"Please explain your reasons for wanting to attend MIT" supposed to be roughly 250 words, I think I'm at like 280? whoops...
If anyone could give me input on the first three sentences, that would be great. I think it's awkward, but I don't know how to make them work better. I originally had the two items as bullet elements, but that doesn't really work in an essay...
Any help with word count would be great, but some of the examples I intend to keep.
The essay is not really concluded, as you can tell. I want to make the idea of rheopectic paint relevant, as odd as it seems, (it's a non-newtonian fluid) and that paragraph is basically the listing of my reasons, though not explicitly.
The part about the optical lattice needs reworking, (or removal!!!) but the idea is basically that I am trapped, and I can't escape. MIT could give me the energy I need to overcome the potential well. Again, totally willing to scrap this.
This is a weird rough mix, but I think it's shaping up.

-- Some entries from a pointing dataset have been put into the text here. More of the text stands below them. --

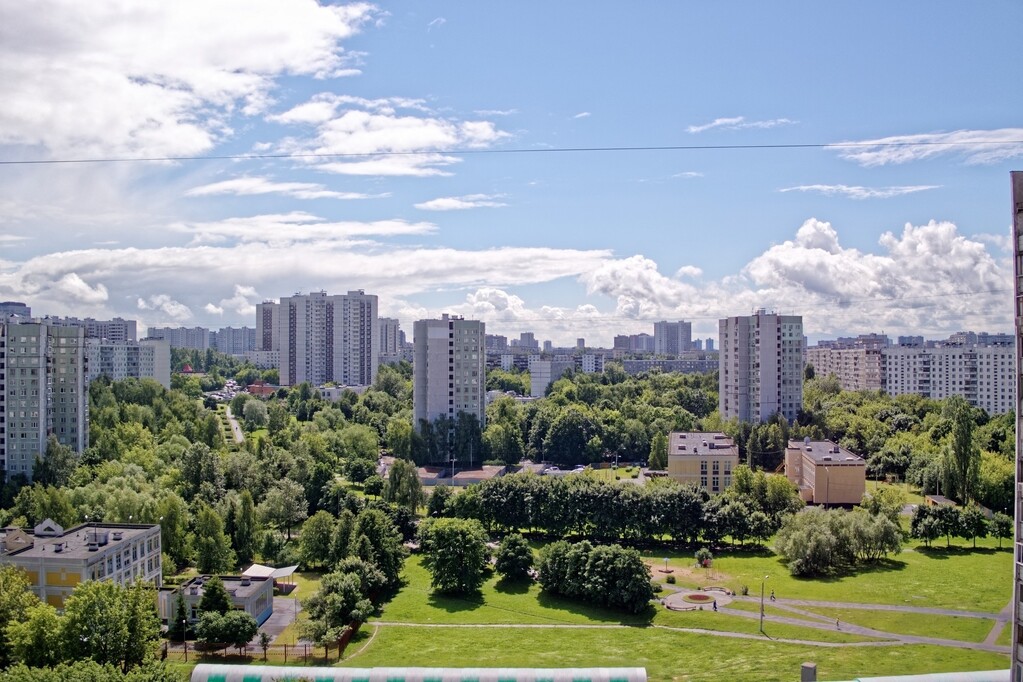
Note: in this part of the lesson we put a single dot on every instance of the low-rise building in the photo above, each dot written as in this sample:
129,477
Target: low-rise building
706,459
55,560
251,594
825,472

The word physics summons two scenes. The first, a researcher's office: Ancient editions of Physical Review D, books bursting off metal shelves with a cloud of dust and the sediment of "filed" student papers from 1993, two computer monitors with the LCD glow of activity. The second, students: An information cloud of caffeinated passion, spontaneously coalescing under trees, on the edge of a fountain, around the professor after class, between beds and living rooms, pushing through psets together.
Though my image of a platonic physics professor is fiction, I know my dreams of assiduity are a reality at MIT. Students learn from each other, as well as their professors. I want to learn from, and hope to contribute to this scientific community.
Presently, there is no scientific community for me to join. My classes are populated by older students who disdain an undergrad three or four years their junior, no matter how interested. My discussions with Dr. LaRosa and Dr. Kidonakis are the only inkling of community I've found, but these discussions are limited by my professors' availability and my limited experience. I feel like an atom in an optical lattice with energy just short of what I need to overcome the potential and a transmission probability only a few percent.
I believe that I could melt into MIT like rheopectic paint, slowly easing into the community and then thickening into unique splotches, making my own mark on the canvas. I could apply for that UROP with Dr. Coppi in the LNS, and study phenomenology. I could join the SPS and take part in a community of physics students. I could take classes with students my own age that would treat me like a fellow student instead of a child.
If anyone could give me input on the first three sentences, that would be great. I think it's awkward, but I don't know how to make them work better. I originally had the two items as bullet elements, but that doesn't really work in an essay...
Any help with word count would be great, but some of the examples I intend to keep.
The essay is not really concluded, as you can tell. I want to make the idea of rheopectic paint relevant, as odd as it seems, (it's a non-newtonian fluid) and that paragraph is basically the listing of my reasons, though not explicitly.
The part about the optical lattice needs reworking, (or removal!!!) but the idea is basically that I am trapped, and I can't escape. MIT could give me the energy I need to overcome the potential well. Again, totally willing to scrap this.
This is a weird rough mix, but I think it's shaping up.
The word physics summons two scenes. The first, a researcher's office: Ancient editions of Physical Review D, books bursting off metal shelves with a cloud of dust and the sediment of "filed" student papers from 1993, two computer monitors with the LCD glow of activity. The second, students: An information cloud of caffeinated passion, spontaneously coalescing under trees, on the edge of a fountain, around the professor after class, between beds and living rooms, pushing through psets together.
Though my image of a platonic physics professor is fiction, I know my dreams of assiduity are a reality at MIT. Students learn from each other, as well as their professors. I want to learn from, and hope to contribute to this scientific community.
Presently, there is no scientific community for me to join. My classes are populated by older students who disdain an undergrad three or four years their junior, no matter how interested. My discussions with Dr. LaRosa and Dr. Kidonakis are the only inkling of community I've found, but these discussions are limited by my professors' availability and my limited experience. I feel like an atom in an optical lattice with energy just short of what I need to overcome the potential and a transmission probability only a few percent.
I believe that I could melt into MIT like rheopectic paint, slowly easing into the community and then thickening into unique splotches, making my own mark on the canvas. I could apply for that UROP with Dr. Coppi in the LNS, and study phenomenology. I could join the SPS and take part in a community of physics students. I could take classes with students my own age that would treat me like a fellow student instead of a child.